As the books closed on the Initiative this summer, Trustees chair Jim Crown shared a story about meeting longtime University of Notre Dame president Theodore Hesburgh. In town on a fund-raising visit, Father Hesburgh was asked how many such campaigns he’d been part of over the years. “Without missing a beat,” Crown recalled, “he looked up and said,One.’ ”

“There is no finish line here if we’re going to keep being the University of Chicago,” Crown emphasized. “We should take a pause, we should celebrate, and then we should take a look at the next opportunities and keep going forward.”

Initiative chair Andy Alper, whose leadership in the campaign’s final leg kept the forward motion going, echoed Crown’s sentiments in a March report to the trustees: in each of its last three campaigns, Chicago doubled its annual fund-raising—$65 million in the 1982–85 Campaign for Arts and Sciences, $107 million in the 1991–96 Campaign for the Next Century, and an average of $248.8 million in the Initiative. As a result Chicago “has moved from 33rd in cash fund-raising among U.S. universities to a position among the top 20,” ranking 12th in 2007. Meanwhile the endowment almost doubled from June 30, 2002, when it totaled $3.25 billion, to June 30, 2007, when it reached $6.2 billion. Of that amount, an estimated $830 million represented gifts during the Initiative and growth on those gifts.

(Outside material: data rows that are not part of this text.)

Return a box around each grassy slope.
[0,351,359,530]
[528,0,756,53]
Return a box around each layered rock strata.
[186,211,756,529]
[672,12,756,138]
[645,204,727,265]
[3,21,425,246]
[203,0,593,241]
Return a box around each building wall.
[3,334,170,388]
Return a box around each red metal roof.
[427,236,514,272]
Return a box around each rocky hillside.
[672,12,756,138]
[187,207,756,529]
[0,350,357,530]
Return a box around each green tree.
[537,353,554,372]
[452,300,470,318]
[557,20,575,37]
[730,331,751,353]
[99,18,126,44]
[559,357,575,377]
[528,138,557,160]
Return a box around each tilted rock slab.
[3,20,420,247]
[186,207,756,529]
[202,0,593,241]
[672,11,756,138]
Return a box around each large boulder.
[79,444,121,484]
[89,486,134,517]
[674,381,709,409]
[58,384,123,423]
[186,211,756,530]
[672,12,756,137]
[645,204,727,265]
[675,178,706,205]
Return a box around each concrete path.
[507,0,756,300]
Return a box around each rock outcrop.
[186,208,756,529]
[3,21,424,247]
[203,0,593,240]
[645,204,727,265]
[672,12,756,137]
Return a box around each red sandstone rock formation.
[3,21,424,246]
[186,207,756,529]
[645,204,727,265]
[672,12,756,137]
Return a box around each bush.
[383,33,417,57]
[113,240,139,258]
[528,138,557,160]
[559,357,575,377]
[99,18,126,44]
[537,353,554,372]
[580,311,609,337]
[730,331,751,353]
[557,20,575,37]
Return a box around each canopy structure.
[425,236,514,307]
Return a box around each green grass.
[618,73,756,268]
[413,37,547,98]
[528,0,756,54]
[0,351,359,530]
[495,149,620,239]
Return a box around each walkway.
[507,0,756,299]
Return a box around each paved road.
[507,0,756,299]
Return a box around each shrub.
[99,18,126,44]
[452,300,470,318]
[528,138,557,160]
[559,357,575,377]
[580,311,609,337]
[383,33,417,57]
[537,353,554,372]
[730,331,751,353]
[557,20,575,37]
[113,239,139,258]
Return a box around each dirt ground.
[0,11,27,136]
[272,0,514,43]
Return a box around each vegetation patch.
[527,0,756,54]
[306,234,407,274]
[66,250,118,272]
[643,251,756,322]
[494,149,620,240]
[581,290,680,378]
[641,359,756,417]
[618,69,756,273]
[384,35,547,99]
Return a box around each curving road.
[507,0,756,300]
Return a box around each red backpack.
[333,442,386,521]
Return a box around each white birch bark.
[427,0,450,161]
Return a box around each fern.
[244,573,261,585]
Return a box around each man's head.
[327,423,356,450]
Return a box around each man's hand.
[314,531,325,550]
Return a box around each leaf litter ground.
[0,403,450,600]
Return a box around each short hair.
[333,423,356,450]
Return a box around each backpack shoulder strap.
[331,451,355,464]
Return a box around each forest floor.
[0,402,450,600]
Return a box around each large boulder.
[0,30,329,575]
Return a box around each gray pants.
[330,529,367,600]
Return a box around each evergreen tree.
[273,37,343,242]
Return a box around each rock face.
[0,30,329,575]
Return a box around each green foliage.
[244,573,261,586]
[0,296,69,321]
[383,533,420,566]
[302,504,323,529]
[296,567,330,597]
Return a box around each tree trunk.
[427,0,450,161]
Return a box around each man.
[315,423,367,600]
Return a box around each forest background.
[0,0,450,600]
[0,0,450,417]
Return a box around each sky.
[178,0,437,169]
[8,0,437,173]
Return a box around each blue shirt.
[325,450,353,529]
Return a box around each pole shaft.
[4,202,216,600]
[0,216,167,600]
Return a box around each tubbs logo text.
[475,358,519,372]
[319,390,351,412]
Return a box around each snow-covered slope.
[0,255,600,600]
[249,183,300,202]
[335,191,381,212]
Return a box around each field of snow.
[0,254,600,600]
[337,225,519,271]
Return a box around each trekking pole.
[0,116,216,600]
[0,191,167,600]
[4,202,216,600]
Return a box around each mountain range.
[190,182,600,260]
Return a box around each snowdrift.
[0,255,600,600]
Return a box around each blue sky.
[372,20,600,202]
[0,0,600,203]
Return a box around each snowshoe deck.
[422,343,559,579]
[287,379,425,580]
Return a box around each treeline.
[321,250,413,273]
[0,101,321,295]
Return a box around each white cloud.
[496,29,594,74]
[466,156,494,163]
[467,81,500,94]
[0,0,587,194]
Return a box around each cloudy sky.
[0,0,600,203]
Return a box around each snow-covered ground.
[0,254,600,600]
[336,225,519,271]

And while the 1991–96 campaign had five donors of $10 million or more, the Initiative received eight times that number, including Chicago’s first $100 million commitment. More than 117,000 individuals and organizations made gifts,* a 22-percent increase over the last campaign, and alumni giving rose by 8 percent, with 64,000 alumni contributing.

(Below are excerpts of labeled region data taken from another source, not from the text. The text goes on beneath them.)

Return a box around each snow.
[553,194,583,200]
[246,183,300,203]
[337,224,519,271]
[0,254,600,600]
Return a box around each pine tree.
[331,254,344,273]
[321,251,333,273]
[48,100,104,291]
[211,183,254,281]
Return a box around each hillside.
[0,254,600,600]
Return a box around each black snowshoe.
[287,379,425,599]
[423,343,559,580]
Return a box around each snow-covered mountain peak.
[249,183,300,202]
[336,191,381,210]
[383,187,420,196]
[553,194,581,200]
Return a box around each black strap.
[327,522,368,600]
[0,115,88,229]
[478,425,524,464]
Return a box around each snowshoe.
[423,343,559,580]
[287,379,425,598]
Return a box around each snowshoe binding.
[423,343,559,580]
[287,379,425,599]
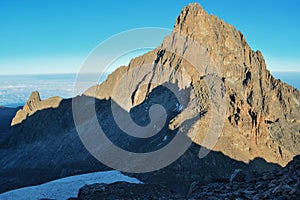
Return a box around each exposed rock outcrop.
[11,91,62,126]
[85,4,300,166]
[0,1,300,196]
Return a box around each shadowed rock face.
[11,91,62,126]
[0,4,300,198]
[73,156,300,200]
[85,4,300,166]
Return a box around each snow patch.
[0,170,142,200]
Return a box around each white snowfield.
[0,170,142,200]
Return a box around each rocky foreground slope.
[70,156,300,200]
[0,4,300,195]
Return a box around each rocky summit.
[70,156,300,200]
[0,4,300,199]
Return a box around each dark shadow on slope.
[0,83,280,194]
[0,107,21,143]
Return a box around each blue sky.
[0,0,300,75]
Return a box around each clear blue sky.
[0,0,300,74]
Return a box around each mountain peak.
[11,91,62,126]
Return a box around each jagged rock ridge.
[11,91,62,126]
[85,4,300,165]
[0,1,300,193]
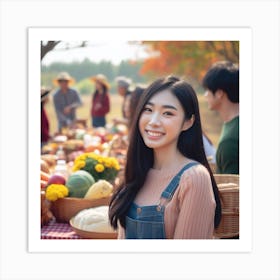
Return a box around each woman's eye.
[143,107,152,112]
[163,111,174,116]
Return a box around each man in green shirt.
[202,61,239,174]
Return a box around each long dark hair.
[109,76,221,228]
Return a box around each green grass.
[45,94,222,147]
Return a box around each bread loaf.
[72,205,115,233]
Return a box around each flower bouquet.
[72,153,120,183]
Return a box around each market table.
[41,221,82,239]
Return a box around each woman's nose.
[149,113,160,125]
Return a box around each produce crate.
[214,174,239,238]
[50,196,111,222]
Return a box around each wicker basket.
[50,197,111,223]
[214,183,239,238]
[214,174,239,238]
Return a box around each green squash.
[66,170,95,198]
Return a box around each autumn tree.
[41,41,87,61]
[141,41,239,82]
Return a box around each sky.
[42,41,150,65]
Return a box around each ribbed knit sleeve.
[165,165,216,239]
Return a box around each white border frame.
[28,27,253,253]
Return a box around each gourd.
[84,180,113,199]
[66,170,95,198]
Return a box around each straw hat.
[41,87,51,102]
[90,74,110,89]
[53,72,75,86]
[116,76,132,88]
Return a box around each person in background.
[113,84,146,128]
[91,74,110,127]
[202,61,239,174]
[109,76,221,239]
[113,76,132,122]
[53,72,82,132]
[41,87,51,147]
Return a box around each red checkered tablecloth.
[41,221,81,239]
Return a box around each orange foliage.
[140,41,239,81]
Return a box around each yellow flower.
[94,163,105,173]
[87,153,100,160]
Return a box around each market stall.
[41,125,128,239]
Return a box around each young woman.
[109,76,221,239]
[91,74,110,127]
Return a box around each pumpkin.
[66,170,95,198]
[85,180,113,199]
[41,159,51,174]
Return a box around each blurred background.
[41,41,239,147]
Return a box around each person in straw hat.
[41,87,51,147]
[90,74,110,127]
[53,72,82,131]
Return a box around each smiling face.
[139,89,192,152]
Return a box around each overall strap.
[161,161,199,199]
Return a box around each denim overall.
[125,162,198,239]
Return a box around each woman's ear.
[182,114,195,131]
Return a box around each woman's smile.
[145,130,164,140]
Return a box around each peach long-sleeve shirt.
[118,164,216,239]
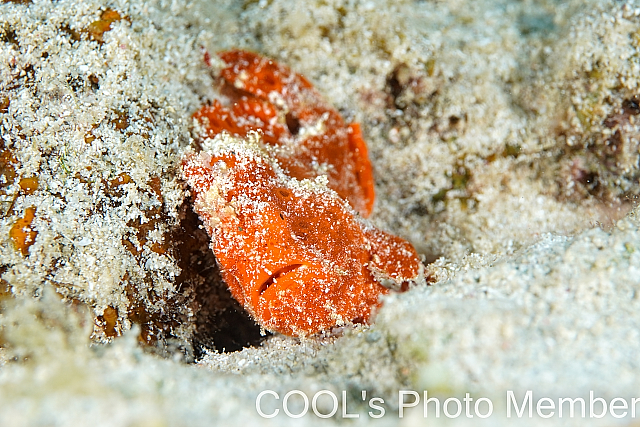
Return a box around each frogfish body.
[182,51,422,336]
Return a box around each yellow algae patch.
[9,206,38,256]
[20,176,38,194]
[86,9,124,43]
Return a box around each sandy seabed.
[0,0,640,426]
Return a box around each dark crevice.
[259,264,303,295]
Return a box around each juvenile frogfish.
[182,51,424,336]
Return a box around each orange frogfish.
[182,50,424,336]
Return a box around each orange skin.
[182,51,421,336]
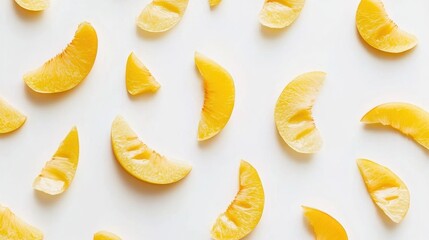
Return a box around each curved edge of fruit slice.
[302,206,348,240]
[33,127,79,195]
[195,52,235,141]
[24,22,98,93]
[111,116,192,184]
[0,205,43,240]
[356,159,410,223]
[274,72,326,153]
[0,98,27,134]
[211,160,265,240]
[125,52,161,95]
[356,0,417,53]
[137,0,189,33]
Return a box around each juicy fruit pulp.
[33,127,79,195]
[274,72,326,153]
[195,53,235,141]
[356,0,417,53]
[24,22,98,93]
[357,159,410,223]
[112,117,192,184]
[211,161,265,240]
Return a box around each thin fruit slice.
[126,53,160,95]
[259,0,305,28]
[137,0,189,32]
[112,116,192,184]
[0,205,43,240]
[24,22,98,93]
[274,72,326,153]
[211,161,265,240]
[302,206,348,240]
[195,52,235,141]
[357,159,410,223]
[361,102,429,149]
[33,127,79,195]
[356,0,417,53]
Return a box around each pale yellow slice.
[195,52,235,141]
[24,22,98,93]
[211,161,265,240]
[274,72,326,153]
[356,0,417,53]
[33,127,79,195]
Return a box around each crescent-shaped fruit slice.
[259,0,305,28]
[24,22,98,93]
[357,159,410,223]
[356,0,417,53]
[112,117,192,184]
[0,98,27,134]
[211,161,265,240]
[195,52,235,141]
[361,102,429,149]
[0,205,43,240]
[125,53,160,95]
[274,72,326,153]
[137,0,189,32]
[33,127,79,195]
[302,206,348,240]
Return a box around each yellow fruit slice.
[24,22,98,93]
[361,102,429,149]
[302,206,348,240]
[211,161,265,240]
[126,53,160,95]
[357,159,410,223]
[259,0,305,28]
[195,52,235,141]
[274,72,326,153]
[0,205,43,240]
[0,98,27,134]
[137,0,189,32]
[112,117,192,184]
[356,0,417,53]
[33,127,79,195]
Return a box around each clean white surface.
[0,0,429,240]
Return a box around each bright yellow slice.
[137,0,189,32]
[356,0,417,53]
[125,53,160,95]
[361,102,429,149]
[274,72,326,153]
[33,127,79,195]
[112,117,192,184]
[259,0,305,28]
[0,98,27,134]
[357,159,410,223]
[195,52,235,141]
[211,161,265,240]
[24,22,98,93]
[0,205,43,240]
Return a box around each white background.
[0,0,429,240]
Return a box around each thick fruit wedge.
[195,52,235,141]
[259,0,305,28]
[112,117,192,184]
[24,22,98,93]
[137,0,189,32]
[125,53,160,95]
[302,206,348,240]
[356,0,417,53]
[0,205,43,240]
[33,127,79,195]
[357,159,410,223]
[211,161,265,240]
[274,72,326,153]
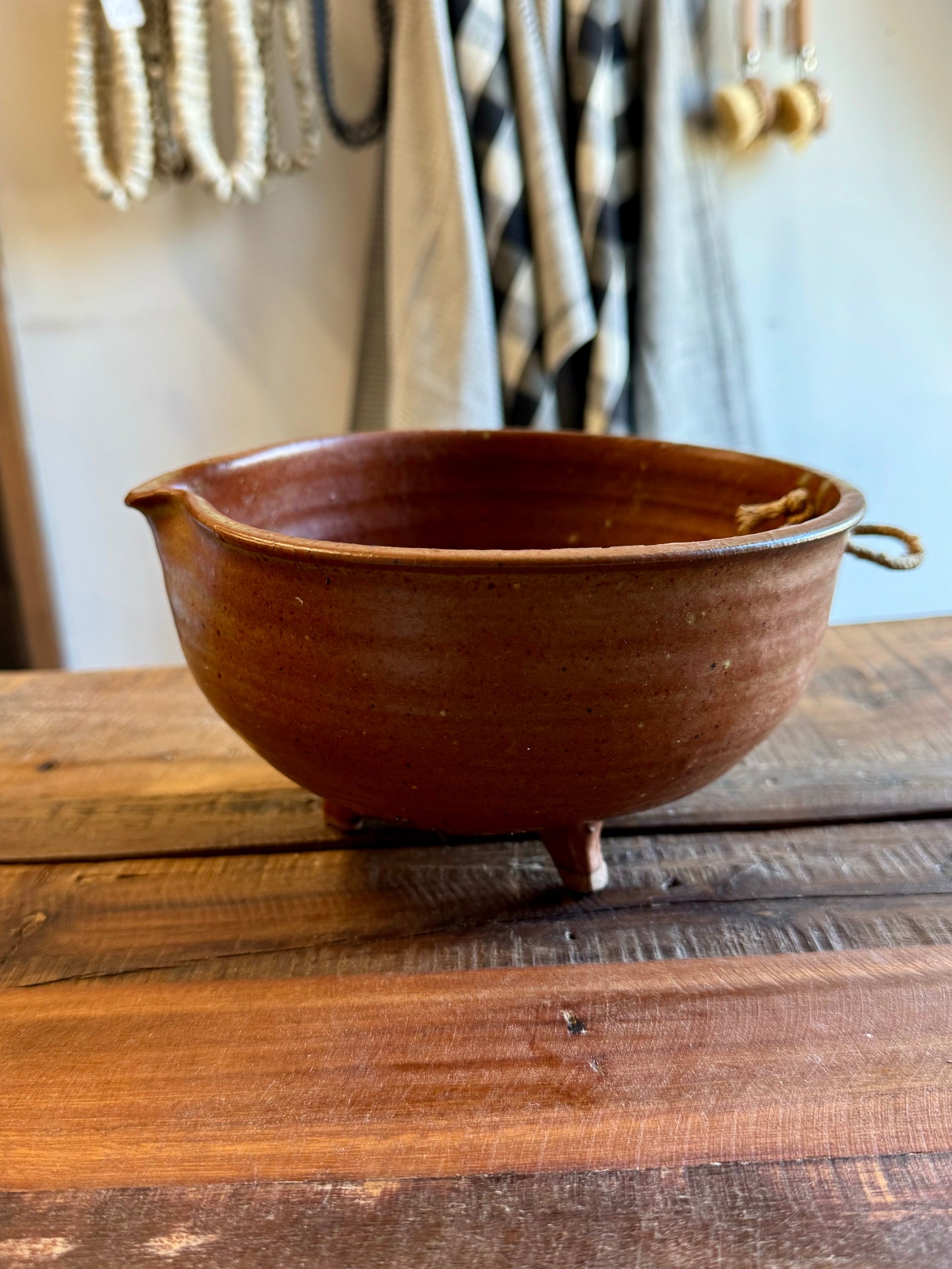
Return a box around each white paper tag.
[101,0,146,30]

Through contributions of money, time, or both, “an enormous number of people give back to the University,” President Zimmer said, “because of the experience they’ve had and because they know how important this is to transforming people’s lives.”

Phyllis Weaver, mother of College third-year Charles L. Gerstein and cochair of the Parent and Family Leadership Council, agreed. “I can’t think of a more important institution” for parents to support than the one cultivating their child’s intellect: “It benefits the world. It’s axiomatic. You give to a great place, and it gets greater.”

The increased support generated by the Initiative, Zimmer wrote in a March 21 letter to the University community, has created a new level of institutional confidence and momentum as Chicago embarks on an even more ambitious effort, a focused set of strategic initiatives to “enhance the University’s intellectual and cultural capital and the eminence, distinctiveness, and benefit of our research and educational programs.”

Chicago’s continuing focus on producing knowledge to enrich the quality of human life provides the best proof of the Initiative’s success, and it will also, said Alper, provide “a new opportunity for individuals, families, and organizations to partner with the University in achieving something that neither could accomplish without the other.”


*These numbers differ from the figures in the July-Aug/08 print edition to reflect final numbers released August 6, 2008.